Beyond that, it's also illegal in some states to sell a puppy before 8 weeks.


----------



## Cpc1972 (Feb 23, 2015)

Chloe came home at 7.5 weeks. I don't think we had any problems. She was due to come home on a Thursday but we asked the breeder if we could get her on the SAT before. My dad wanted to suprise my mom on Valentine's Day. She had no clue they were picking her up a few days early.


----------



## djg2121 (Nov 22, 2015)

Cpc1972 said:


> Chloe came home at 7.5 weeks. I don't think we had any problems. She was due to come home on a Thursday but we asked the breeder if we could get her on the SAT before. My dad wanted to suprise my mom on Valentine's Day. She had no clue they were picking her up a few days early.




I just picked up my puppy at just over 7 weeks. I was reluctant initially too, because all of my other Goldens came home at between 8-10 weeks. 7 weeks actually worked well, because the puppy instantly bonded with me, my wife, and my 2 1/2 year old female that is now quite attached to the puppy and acting very maternally. I don’t know if I’d bring a puppy home that early if I didn’t already have a dog in the house.

















Sent from my iPad using Tapatalk Pro


----------



## nolefan (Nov 6, 2009)

Albus2017 said:


> ....Any advice appreciated - we are first time dog owners...



Some very old school breeders may send puppies home at 7 weeks but there is plenty of research documenting that the benefits of staying longer are very real.

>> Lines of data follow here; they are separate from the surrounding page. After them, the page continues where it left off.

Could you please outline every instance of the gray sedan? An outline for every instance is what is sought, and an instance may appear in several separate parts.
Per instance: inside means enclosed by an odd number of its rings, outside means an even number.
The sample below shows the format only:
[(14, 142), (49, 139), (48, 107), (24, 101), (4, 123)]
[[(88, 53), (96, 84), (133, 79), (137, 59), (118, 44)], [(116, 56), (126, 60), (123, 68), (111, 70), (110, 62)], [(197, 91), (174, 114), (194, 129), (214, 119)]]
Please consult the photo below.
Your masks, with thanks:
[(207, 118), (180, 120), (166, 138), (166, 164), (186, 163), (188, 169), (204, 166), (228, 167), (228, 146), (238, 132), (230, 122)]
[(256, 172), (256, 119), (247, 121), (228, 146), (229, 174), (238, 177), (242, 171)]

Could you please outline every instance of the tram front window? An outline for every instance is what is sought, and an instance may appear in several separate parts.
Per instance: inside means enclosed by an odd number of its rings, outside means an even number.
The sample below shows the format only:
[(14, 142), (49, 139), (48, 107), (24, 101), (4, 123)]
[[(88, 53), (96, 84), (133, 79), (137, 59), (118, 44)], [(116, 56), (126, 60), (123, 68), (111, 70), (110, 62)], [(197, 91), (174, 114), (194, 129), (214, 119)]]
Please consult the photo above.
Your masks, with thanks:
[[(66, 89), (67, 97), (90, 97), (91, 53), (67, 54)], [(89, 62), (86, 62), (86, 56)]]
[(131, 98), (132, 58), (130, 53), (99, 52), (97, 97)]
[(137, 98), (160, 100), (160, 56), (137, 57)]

They are weaned and may not need the mama but they certainly need the littermates. I would say that this may be a red flag and you might want to double check that you actually have a really good breeder. A good, reputable hobby breeder is really going above and beyond to do everything in their power to do what's best for the puppies they produce. 

Have you done your due diligence on the breeder as far as health clearances in the pedigree and how they socialize their puppies, are they raised in the house? Does the breeder show or compete with his dogs in some venue? Have they asked you a lot of questions about how you plan to raise and train your puppy? I'd be a lot more concerned that there could be more issues than just sending the puppy home early.


----------



## Albus2017 (Nov 2, 2017)

Thanks everyone! We have agreed to leave it until 8 weeks and will pick him up then. I should have mentioned - we are in the UK so whilst it is legal to send puppies home at 7 weeks, I just wanted to check out any pros or cons. I am happy with the breeder that we've found as a whole - we've seen health certificates etc, we've heard testimonials from people who have had puppies from her previous litter and they have all been raised in the home.


----------